Financial Policy

Thank you for choosing D&J Medical for your orthotic and prosthetic needs. We are committed to providing you with the best care possible.

Please understand that payment of your bill is part of your treatment and care. Our billing staff is available to answer questions concerning your bills and payments and to assist you with insurance questions.

The following information is provided as a courtesy to clarify your financial responsibility as it relates to the professional services provided by D&J Medical.

This document does not cover all situations and should not be construed as an all-inclusive listing of possible situations. If a specific payer contract conflicts with any of the policies below, then the payer contract will supersede the conflicting policies.

As part of our commitment of service to you, we will make every attempt to verify your insurance benefits during or before the time your services are rendered. However, insurance verification or authorization is NOT a guarantee of insurance payment. Verification only allows our offices to provide you with a preliminary estimate of any monies due by the insured at the time of delivery of the device. Your patient portion is subject to change based on final claim determination by your insurance carrier.

Your financial responsibility depends on a variety of factors, explained below.

If you have:

An Insurance Plan with whom we have a contract

  • Our staff will contact your insurance plan to obtain your eligibility, benefit information, and patient portion (co-pays, deductibles, co-insurance, etc.) We will submit your insurance claim.
  • If the services, you receive are covered by the plan:
    Patient portion (co-pays, deductibles, co-insurance, etc.) is payable on or before date of delivery.
  • If the services, you receive are not covered by the plan:
    Payment in full is due on or before date of delivery

 

An Insurance Plan with whom we are Not Contracted or are NOT an “In-Network” Provider.

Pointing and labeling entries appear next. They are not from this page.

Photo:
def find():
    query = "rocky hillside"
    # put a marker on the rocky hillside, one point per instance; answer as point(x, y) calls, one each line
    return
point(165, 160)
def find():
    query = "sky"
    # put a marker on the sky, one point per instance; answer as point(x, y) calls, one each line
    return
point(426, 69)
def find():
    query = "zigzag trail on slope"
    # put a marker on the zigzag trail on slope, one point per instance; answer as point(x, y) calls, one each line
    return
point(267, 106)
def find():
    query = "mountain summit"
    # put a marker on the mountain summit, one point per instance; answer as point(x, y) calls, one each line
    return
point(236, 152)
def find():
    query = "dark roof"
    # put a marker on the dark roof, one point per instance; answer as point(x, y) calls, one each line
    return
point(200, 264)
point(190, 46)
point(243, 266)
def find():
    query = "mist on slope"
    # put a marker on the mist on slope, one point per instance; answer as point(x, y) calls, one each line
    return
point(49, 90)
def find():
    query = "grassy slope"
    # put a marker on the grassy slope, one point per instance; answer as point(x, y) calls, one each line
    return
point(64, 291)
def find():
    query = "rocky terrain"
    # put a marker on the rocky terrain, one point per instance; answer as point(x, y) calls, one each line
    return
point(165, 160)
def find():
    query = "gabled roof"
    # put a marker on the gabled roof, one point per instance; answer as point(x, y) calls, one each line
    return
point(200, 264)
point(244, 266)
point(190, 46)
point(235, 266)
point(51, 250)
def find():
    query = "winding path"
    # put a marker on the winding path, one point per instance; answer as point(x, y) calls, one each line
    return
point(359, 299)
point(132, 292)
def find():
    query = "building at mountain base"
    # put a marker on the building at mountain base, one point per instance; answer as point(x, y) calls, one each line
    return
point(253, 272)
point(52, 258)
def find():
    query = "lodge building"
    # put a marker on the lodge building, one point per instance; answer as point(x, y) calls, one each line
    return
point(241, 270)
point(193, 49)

  • Our staff will contact your insurance plan to obtain your eligibility and Out-of-Network benefit information. We will submit your insurance claim if your plan agrees to pay us directly.
  • Payment in full is due on or before date of delivery, unless your plan
    agrees to pay us directly.

 

Medicare Part B

  • Our staff will contact Medicare and your secondary insurance
    plan (if applicable) to obtain your eligibility and benefit information.
    We will submit your insurance claim to Medicare, as well as any claims to your secondary insurance.
  • If you have Medicare Part B, and have not met your deductible,
    we ask that it be paid on or before date of delivery.
  • If you do not have secondary insurance, the Medicare co-insurance
    amount must be paid on or before the date of delivery.
  • Full payment of out-of-pocket cost is due on or before date of delivery.
  • If Medicare does not cover the services you require, you will be asked to sign a Medicare Advance Beneficiary Notice.
  • Payment for any services not covered by Medicare is due on or before date of delivery.

 

Medicaid

  • Our staff will contact the local Medicaid office to obtain your eligibility and benefit information and obtain prior authorization (if applicable).

 

Worker’s Comp

  • Our staff will call your Worker’s Comp plan to obtain
    your eligibility, benefit information and patient portion (if applicable) as well as to obtain prior authorization (if applicable).
  • If the services, you receive are covered by Worker’s Comp:
    patient portion (if applicable) is due on or before date of delivery.
  • Payment for any services not authorized by Worker’s Comp is due on
    or before date of delivery.

 

No Insurance

  • Our staff will advise you regarding charges for services provided.
  • Payment in full is due on or before date of delivery.

We accept payment by: Cash, Check, or Credit Card. NOTE: Charges not covered by your insurance plan, as well as applicable co-payments and deductibles are the responsibility of the patient. Our returned check fee is $25.00.